“This portion of today’s Sunday Oregonian was prepared to mark a place in the long history of this newspaper, where a profound change was made.”
That portentous announcement marked the date in 1975 when The Oregonian moved away from lead-type presses to offset printing.
The newspaper industry is one of constant evolution. I was reminded of that earlier this month when we published the obituary for Carolyn Bennett.
After raising two kids, she took a job working the graveyard shift as a typesetter at The Oregonian. She died March 5 at 104.
Bennett, who worked here from 1959 to 1988, with a few short breaks, would have had a front row seat to major technological changes, from old hot type presses to computers.
Dale McKean, a retired copy editor, remembers Bennett as a crackerjack at the linotype machine. Working long into the evening, she keyed in news articles and the machine spit out lines of lead type for page makeup. “She never complained at all. She did a very good job at her work,” McKean recalled.
As journalism continues to innovate in serving readers, it’s nice to remember what leaps we’ve taken through our 172-year publishing history.

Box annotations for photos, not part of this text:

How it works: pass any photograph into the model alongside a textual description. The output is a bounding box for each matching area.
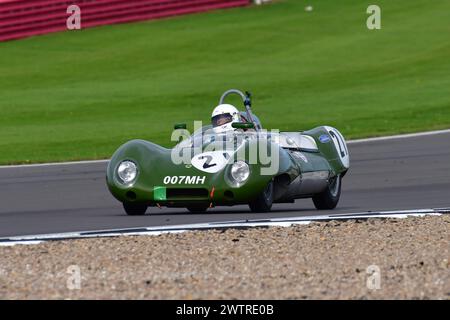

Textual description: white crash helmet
[211,104,240,133]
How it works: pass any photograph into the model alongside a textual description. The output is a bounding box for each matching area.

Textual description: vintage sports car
[106,90,350,215]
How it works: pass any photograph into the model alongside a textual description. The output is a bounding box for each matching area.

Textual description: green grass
[0,0,450,164]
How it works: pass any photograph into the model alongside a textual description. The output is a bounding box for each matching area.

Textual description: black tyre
[313,175,342,210]
[248,181,273,212]
[123,202,147,216]
[186,206,208,213]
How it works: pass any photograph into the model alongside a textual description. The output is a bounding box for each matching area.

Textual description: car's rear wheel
[123,202,147,216]
[186,206,208,213]
[248,181,273,212]
[313,175,342,210]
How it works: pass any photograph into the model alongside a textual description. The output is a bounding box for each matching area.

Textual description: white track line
[0,208,450,246]
[0,129,450,169]
[347,129,450,144]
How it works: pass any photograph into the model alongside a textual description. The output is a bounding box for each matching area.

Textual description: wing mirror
[231,122,255,129]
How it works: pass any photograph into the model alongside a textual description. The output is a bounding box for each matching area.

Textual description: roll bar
[219,89,260,131]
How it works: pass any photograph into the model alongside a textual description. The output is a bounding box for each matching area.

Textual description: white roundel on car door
[191,151,231,173]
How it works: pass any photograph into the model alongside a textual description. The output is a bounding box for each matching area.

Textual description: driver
[211,104,240,133]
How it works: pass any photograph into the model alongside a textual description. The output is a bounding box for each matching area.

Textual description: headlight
[117,160,137,184]
[231,161,250,183]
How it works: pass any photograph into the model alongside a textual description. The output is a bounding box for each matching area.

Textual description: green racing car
[106,89,350,215]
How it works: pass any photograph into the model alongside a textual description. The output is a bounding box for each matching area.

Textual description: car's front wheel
[123,202,147,216]
[248,181,273,212]
[313,175,342,210]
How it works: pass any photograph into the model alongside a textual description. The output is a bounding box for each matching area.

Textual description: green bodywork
[106,127,348,207]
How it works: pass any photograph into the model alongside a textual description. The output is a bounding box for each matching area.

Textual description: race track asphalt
[0,133,450,237]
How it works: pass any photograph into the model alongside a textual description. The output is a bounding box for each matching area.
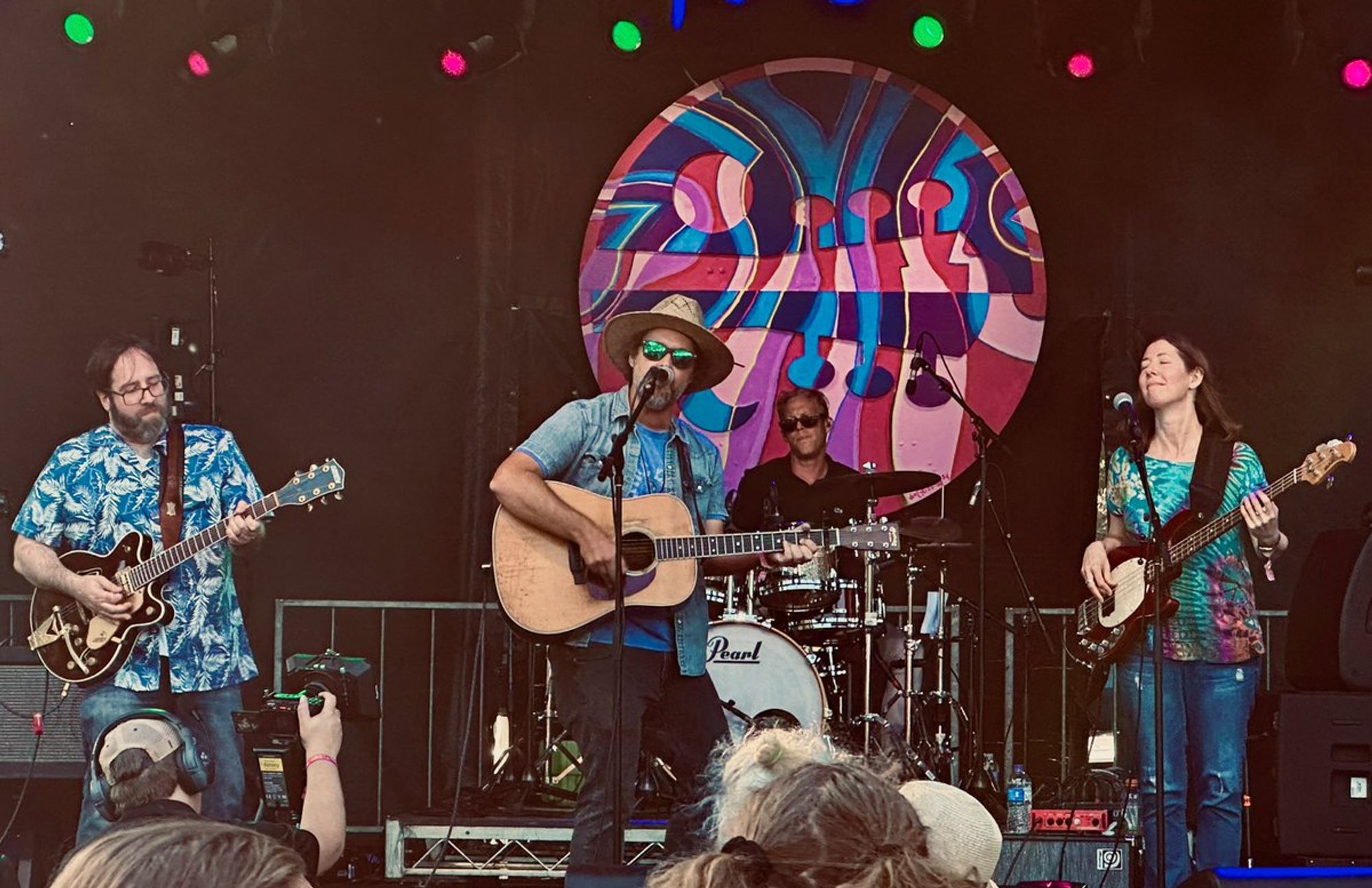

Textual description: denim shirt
[514,387,729,675]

Back in the day, publisher Henry Pittock famously scooped the competition on Civil War news. He used the telegraph, Pony Express and stagecoach to speed delivery of news dispatches from San Francisco to his newspaper near the waterfront in downtown Portland. (Pittock brought a competitiveness to the news business but also left a long shadow of bigotry in our pages, as chronicled last year in “Publishing Prejudice.”)
In 1923, breathless headlines announced the arrival of a new press at the Oregonian headquarters, then situated at Sixth and Alder streets. “Oregonian’s giant Goss press here” blared the front-page headline in capital letters. “179 crates required to carry monster.”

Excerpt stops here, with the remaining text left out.